Almost the mid point for me and the students are sitting
their mid-term exams. This is fragmenting my timetable a little but it’s all
part of the experience. Since my last post, I have taught a good many more
lessons and I’ve recorded some highlights here.
My first active/passive lesson was not especially successful
but with feedback from the teachers in the school, I was able to develop a much
more effective lesson (for the observation) that I taught later in the week.
I actually enjoyed teaching countable/uncountable nouns to 1st
ESO today –the students were studying the vocabulary of food so to begin the
lesson, I filled 2/3 of the board with their suggested vocabulary items
(checking pronunciation, especially with cognates, along the way). Then I provided
some sentences on the board with gaps to fill with some/a(n)/any which we
completed as a whole class. I handed the chalk (and quite a lot of control) to
one of the students so that the class could identify the countable nouns in our
vocabulary bank. This was brilliant because it uncovered problems with yogurt
and coffee and allowed us to explore countable cups but uncountable quantities
of ground coffee! Armed with this conceptual understanding, the students
attacked their student book grammar exercises with confidence leaving us to
deal with ‘fruit’ in feedback since las
frutas means that fruit is countable in Spanish.

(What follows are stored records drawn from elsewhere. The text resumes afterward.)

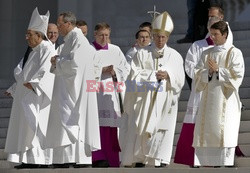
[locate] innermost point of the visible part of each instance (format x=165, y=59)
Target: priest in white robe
x=184, y=153
x=112, y=70
x=151, y=100
x=31, y=94
x=73, y=128
x=218, y=75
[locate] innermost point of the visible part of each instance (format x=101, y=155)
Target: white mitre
x=39, y=22
x=163, y=23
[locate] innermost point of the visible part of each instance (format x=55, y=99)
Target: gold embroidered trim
x=224, y=104
x=203, y=119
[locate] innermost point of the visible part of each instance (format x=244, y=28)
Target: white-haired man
x=158, y=74
x=31, y=94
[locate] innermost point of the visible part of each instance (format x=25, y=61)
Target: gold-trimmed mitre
x=163, y=23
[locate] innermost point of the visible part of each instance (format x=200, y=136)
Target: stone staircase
x=124, y=38
x=241, y=33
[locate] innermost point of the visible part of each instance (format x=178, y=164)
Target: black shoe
x=100, y=164
x=82, y=165
x=27, y=166
x=139, y=165
x=60, y=166
x=163, y=165
x=44, y=166
x=185, y=40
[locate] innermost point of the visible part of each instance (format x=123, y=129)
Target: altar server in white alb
x=152, y=104
x=31, y=94
x=112, y=70
x=73, y=128
x=218, y=75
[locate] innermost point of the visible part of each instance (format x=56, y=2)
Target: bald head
x=52, y=32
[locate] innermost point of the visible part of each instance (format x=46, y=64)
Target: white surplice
x=73, y=129
x=108, y=98
x=192, y=58
x=30, y=108
x=217, y=123
x=152, y=108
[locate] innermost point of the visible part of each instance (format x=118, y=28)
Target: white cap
x=163, y=23
x=39, y=22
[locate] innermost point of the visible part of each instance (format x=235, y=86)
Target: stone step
x=5, y=102
x=4, y=122
x=170, y=169
x=244, y=127
x=244, y=138
x=183, y=104
x=2, y=143
x=237, y=36
x=5, y=112
x=244, y=94
x=3, y=132
x=245, y=149
x=245, y=116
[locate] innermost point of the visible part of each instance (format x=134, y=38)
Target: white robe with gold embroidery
x=30, y=108
x=218, y=119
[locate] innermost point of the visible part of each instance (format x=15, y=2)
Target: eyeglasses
x=29, y=35
x=60, y=24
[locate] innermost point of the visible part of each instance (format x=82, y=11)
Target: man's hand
x=7, y=94
x=108, y=69
x=161, y=75
x=53, y=60
x=28, y=85
x=213, y=66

My native speaker status has me delivering some mini lessons
on pronunciation within lessons taught by the school-teachers. There’s nothing like
a good tongue twister, making silly sounds and pulling silly faces to get a
group of 30 teenagers to laugh with (at) you. Mind you, they laugh less when
you point out that you want them to mimic the faces and sounds.
After the exams, the 2 Bach students are going to look at
some poetry. They have a new teacher who has started this week and who wants to
take them away from the relative safety of their textbooks and grammar
exercises. This is a different approach to the ‘authentic materials’ lesson but
the aim is to develop vocabulary and get the students thinking about, and manipulating,
the language in ways new to them. Of course, as a former school English teacher
I’m looking forward to sharing some literature with these students but also
well aware of the challenges and potential pitfalls of upcoming lessons!